As recently as three years ago, the thought of Pixar as a brand in crisis would have been laughable. But it’s amazing – or depressing – what a pivot towards streaming can do. After three of the CG animation studio’s best recent works (Soul, Luca, Turning Red) were sent straight to Disney+, while its emptiest ever (Lightyear) was given a grand theatrical rollout, Pixar films were no longer the white-knuckle imagination rides that had to be caught in the cinema, whatever your age: they’d largely been diminished to try-at-home sweeteners for loyal Disney customers.

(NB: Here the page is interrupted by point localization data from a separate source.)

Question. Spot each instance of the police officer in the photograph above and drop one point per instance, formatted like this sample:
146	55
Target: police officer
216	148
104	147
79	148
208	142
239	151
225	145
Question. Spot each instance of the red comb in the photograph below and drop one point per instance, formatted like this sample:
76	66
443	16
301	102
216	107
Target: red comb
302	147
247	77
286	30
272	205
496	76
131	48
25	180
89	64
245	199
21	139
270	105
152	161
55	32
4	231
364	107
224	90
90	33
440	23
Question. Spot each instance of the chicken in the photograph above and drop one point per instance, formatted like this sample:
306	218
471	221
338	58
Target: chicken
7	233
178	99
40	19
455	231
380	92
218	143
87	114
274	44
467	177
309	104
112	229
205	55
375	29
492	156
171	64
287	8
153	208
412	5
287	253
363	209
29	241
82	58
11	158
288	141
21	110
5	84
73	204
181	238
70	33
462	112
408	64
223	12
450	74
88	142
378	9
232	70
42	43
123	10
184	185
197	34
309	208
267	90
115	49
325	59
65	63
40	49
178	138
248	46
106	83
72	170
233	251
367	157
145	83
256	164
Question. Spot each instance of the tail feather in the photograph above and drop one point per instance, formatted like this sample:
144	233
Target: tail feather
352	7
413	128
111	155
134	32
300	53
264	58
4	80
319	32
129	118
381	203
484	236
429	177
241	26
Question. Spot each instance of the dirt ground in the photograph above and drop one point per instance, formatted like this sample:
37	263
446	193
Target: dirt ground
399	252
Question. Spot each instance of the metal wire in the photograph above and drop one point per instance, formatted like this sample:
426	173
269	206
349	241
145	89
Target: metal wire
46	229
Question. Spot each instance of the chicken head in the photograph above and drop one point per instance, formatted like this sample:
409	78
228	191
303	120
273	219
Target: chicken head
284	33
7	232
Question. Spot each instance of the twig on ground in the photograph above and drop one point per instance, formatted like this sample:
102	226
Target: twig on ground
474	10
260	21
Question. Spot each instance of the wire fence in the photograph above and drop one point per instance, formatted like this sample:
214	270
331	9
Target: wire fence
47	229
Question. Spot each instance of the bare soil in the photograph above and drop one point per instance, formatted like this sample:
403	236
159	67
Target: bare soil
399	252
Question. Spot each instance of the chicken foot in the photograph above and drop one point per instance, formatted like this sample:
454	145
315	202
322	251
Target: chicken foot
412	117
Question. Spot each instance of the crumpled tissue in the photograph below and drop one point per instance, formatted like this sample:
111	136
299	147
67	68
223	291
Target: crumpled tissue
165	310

This all means that Elemental – which has just premiered in the ominously named “last screening” slot at Cannes – has a responsibility that its makers could have never anticipated. It’s the Pixar film that has to remind its audience what a Pixar film is.
Its premise certainly fits the famous Pixar formula – what if x had feelings? – to an almost self-parodic degree. Once you’ve done toys with feelings (Toy Story), monsters with feelings (Monsters Inc), robots with feelings (Wall-E) and even feelings with feelings (Inside Out), a story about the fundamental components of physical reality itself, as conceptualised by the ancient Greeks, with feelings seems like a logical next stop.

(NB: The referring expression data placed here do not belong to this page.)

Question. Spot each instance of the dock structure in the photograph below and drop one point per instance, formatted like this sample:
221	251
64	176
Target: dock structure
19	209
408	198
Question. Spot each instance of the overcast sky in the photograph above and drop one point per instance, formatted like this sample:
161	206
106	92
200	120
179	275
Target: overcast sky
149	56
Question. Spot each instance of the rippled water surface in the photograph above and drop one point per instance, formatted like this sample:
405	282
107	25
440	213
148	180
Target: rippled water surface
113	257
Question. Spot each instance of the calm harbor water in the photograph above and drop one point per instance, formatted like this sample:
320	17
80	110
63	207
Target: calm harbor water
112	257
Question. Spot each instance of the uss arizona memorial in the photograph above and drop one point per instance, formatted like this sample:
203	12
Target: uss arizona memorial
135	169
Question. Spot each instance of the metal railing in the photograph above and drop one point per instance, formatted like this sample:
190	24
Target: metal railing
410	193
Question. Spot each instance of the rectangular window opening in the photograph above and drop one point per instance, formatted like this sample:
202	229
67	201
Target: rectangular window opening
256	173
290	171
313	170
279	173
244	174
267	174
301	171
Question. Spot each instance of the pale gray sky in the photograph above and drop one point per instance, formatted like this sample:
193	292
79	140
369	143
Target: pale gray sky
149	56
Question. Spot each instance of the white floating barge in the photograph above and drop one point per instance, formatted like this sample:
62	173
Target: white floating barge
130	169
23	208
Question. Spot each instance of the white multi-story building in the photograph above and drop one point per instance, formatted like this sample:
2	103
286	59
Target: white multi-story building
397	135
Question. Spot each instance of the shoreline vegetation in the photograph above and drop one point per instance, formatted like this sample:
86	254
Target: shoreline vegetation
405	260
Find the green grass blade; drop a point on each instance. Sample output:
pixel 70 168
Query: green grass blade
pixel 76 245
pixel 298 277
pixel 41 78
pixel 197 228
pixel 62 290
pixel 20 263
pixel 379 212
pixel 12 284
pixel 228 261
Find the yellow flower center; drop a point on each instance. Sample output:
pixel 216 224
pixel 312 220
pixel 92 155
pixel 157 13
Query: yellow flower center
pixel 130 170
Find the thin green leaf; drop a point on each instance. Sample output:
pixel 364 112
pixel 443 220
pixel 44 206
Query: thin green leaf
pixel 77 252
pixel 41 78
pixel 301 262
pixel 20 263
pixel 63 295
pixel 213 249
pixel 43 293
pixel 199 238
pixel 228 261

Set in a fantastical cultural-melting-pot city, Elemental is a romantic racial harmony parable centred on Ember Lumen (Leah Lewis) and Wade Ripple (Mamoudou Athie) – one a fiery assistant in her father’s corner shop, the other a drippy member of the city’s health and safety inspectorate. When these two get together things get steamy, and that’s the problem. Elements aren’t meant to mix, so instead the four populations generally rub along amicably but separately, taking care not to singe one another’s branches or douse their flames.
With their hot food, strong work ethic and rigid sense of intergenerational duty, the fire folk are a fuzzy composite of Indian, Middle and Far Eastern ex-pat communities. But great care is taken in the script not to draw any direct racial parallels – made 20 years ago, this would have been a very different (and probably now borderline-cancelled) film.